20 魔界へ
ハイアンエルフの国を出て、より寒い大陸の端を俺たちはめざした。
このへんになると、大きな国はもうない。侏儒族の亜種、つまり採用されなかったデザインの住む鉱山が二つ、もう一家族しか残っていない妖精族の亜種が一軒、敵の設定なのだろう二足歩行し、武器をつかむ腕をもった狼の一族が二群れ、塔でみるのとより非力だがすばしっこい小鬼が一部族、小鬼と狼一族以外は若干の手助けで驚くほど喜んで、貧しい中でできるかぎりのもてなしをしてくれた。畑を荒らす魔獣の討伐、坑道を勝手につなげて掘り出した鉱石を盗んで行く小鬼の殲滅、枯れた井戸のかわりの掘削、そんなところだ。
浦上少年は普通の剣をもっていたが、小鬼の討伐で自然の魔銀のかたまりを見つけ、これを加工してもらってあたらしい剣を作ってもらった。できはすばらしかったが、ロゴレスのもっていた塔の匠製にはおよばない。ただし、魔銀を俺と侏儒族亜種の親方とで工夫したやりかたで鍛えたため、強度はおそろしいほどになっている。
狼一族は山賊として俺たちの前に現れた。ここで俺は浦上少年の実力を見せてもらうことになる。
彼は魔力を鎧としてまとい、剣に魔力を宿らせて戦う。魔王であったころと違って呪文は使わない。しかしその魔力剣は権限がとても強いのか、力の言葉も薙ぎ払えるようだ。力の言葉は彼にも見えるらしく、魔法さえ切り払うことができる。

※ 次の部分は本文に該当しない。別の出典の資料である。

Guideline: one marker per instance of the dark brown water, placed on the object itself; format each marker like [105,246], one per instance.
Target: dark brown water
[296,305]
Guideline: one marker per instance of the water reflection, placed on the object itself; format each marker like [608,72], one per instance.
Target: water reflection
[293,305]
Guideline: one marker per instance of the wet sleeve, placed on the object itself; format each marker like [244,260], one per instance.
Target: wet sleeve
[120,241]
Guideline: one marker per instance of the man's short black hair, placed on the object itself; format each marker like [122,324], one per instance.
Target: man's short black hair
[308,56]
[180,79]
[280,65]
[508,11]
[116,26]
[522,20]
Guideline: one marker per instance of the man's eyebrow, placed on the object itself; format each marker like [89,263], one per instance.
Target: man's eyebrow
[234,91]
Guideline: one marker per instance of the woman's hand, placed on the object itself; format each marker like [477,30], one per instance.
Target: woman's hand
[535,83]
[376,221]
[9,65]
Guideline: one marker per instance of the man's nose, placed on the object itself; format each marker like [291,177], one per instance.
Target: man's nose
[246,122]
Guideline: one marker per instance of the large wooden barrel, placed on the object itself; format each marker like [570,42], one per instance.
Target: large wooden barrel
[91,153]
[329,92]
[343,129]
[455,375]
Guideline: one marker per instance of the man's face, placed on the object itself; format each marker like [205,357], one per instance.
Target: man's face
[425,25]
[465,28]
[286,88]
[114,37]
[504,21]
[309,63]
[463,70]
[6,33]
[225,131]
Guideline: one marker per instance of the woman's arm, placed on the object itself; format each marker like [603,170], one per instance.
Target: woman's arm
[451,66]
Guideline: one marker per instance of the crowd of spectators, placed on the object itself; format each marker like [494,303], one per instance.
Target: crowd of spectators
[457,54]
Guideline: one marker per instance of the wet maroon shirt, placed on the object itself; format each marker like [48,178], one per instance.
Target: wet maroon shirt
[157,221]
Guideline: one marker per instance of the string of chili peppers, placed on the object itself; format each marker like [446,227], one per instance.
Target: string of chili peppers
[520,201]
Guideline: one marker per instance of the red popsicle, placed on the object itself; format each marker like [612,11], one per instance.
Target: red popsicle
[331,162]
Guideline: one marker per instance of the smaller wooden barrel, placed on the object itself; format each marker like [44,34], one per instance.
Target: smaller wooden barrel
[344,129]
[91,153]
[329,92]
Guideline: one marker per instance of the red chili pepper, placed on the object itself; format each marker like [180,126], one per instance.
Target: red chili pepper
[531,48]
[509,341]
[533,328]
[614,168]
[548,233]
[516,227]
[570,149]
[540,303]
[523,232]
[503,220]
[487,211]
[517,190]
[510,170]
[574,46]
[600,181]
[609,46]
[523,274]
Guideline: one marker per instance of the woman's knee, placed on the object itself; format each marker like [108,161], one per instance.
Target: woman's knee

これは防ぎきれないほど膨大な魔力を寸断なく攻撃として浴びせるか、よほど頭を使って戦わないとそこらの魔法使いでは手におえない。
「魔王じゃないってのは本当だったんだな」
どちらかといえば「勇者」だなと思う。彼の魔力の鎧は輝いているし、魔力を宿した剣は青くさえざえとした光を宿している。見かけだけなら召還されし勇者様というところだ。
「それはどうも」
息をきらせ、ほほを赤く上気させて答える姿は、女性陣が見れば卒倒するんじゃないかと思うほどの美少年ぶりだ。理性が売りの古賢族でなかったら俺でも怪しい。
まあ、周囲は十数体の狼たちの臓物のかなりの臭気で吐きそうであはあったのだが。半分以上は浦上少年の仕業。あとは護衛ゴーレム。狩人である狼人たちは陽動と挟み撃ちをしかけてきたのだ。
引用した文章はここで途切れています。